Nicholas has been at sea for 17 years now. He started sailing on dinghies, yachts and commercial vessels and worked as a search and rescue swimmer before joining the SOS Méditerranée SAR team.
Working as a skipper for 10 years Nicholas travelled the Atlantic, the Mediterranean and the Indian Ocean before becoming a commercial diver (salvage and oil and gas). Last year he was working with MOAS as a search and rescue swimmer before he applied for SOS Méditerranée and was accepted. “I think SOS Med is one of there best there is. Especially the current search and rescue team is a group of professionals that bring a lot of experience with them. And I wanted to be part of it” he says, explaining his motivation for joining SOS Med.
When I asked him what he likes best about his job his answer is simple, “Giving people a chance. If we were not out here I think most people would die. We are not necessarily giving them a better life, but they get a chance of having one. A chance of living.”
But being in that position comes at a price, “The hardest part of the job is the stress. Dealing with the constant stress, nothing is planned as such.
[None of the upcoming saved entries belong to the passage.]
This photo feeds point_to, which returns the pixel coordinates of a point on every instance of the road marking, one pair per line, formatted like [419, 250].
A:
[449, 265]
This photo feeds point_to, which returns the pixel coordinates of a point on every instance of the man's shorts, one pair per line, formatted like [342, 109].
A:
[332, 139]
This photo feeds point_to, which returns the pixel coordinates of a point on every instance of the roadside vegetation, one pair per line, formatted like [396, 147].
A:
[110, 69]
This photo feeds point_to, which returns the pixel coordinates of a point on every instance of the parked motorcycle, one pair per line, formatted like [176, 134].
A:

I mean, you can train as much as you want with the team, but it is up to human nature how people react when you start to rescue. If it goes wrong, you have people dying. That is pretty much a given and to a certain degree, one must be aware of that. You try everything you can possibly do to avoid it, but the likelihood of it happening is still very high.”
Even though Nicholas’ main job is on the RHIB during the rescues he – like all members of the team – is involved in all activities once people have been safely brought aboard the Aquarius, “The care that is given to people impressed me the most. For many of these people it is probably the first after a long time that they receive this kind of attention and care we give them. You see them relax a little bit, and that feels good.”
Nicholas wants to keep on working in search and rescue as long as he is able to cope with the level of stress and frustration that is part of the job, “Of course, it would be great if there will be a solution for ending the deaths in the Mediterranean. If not, I will continue.”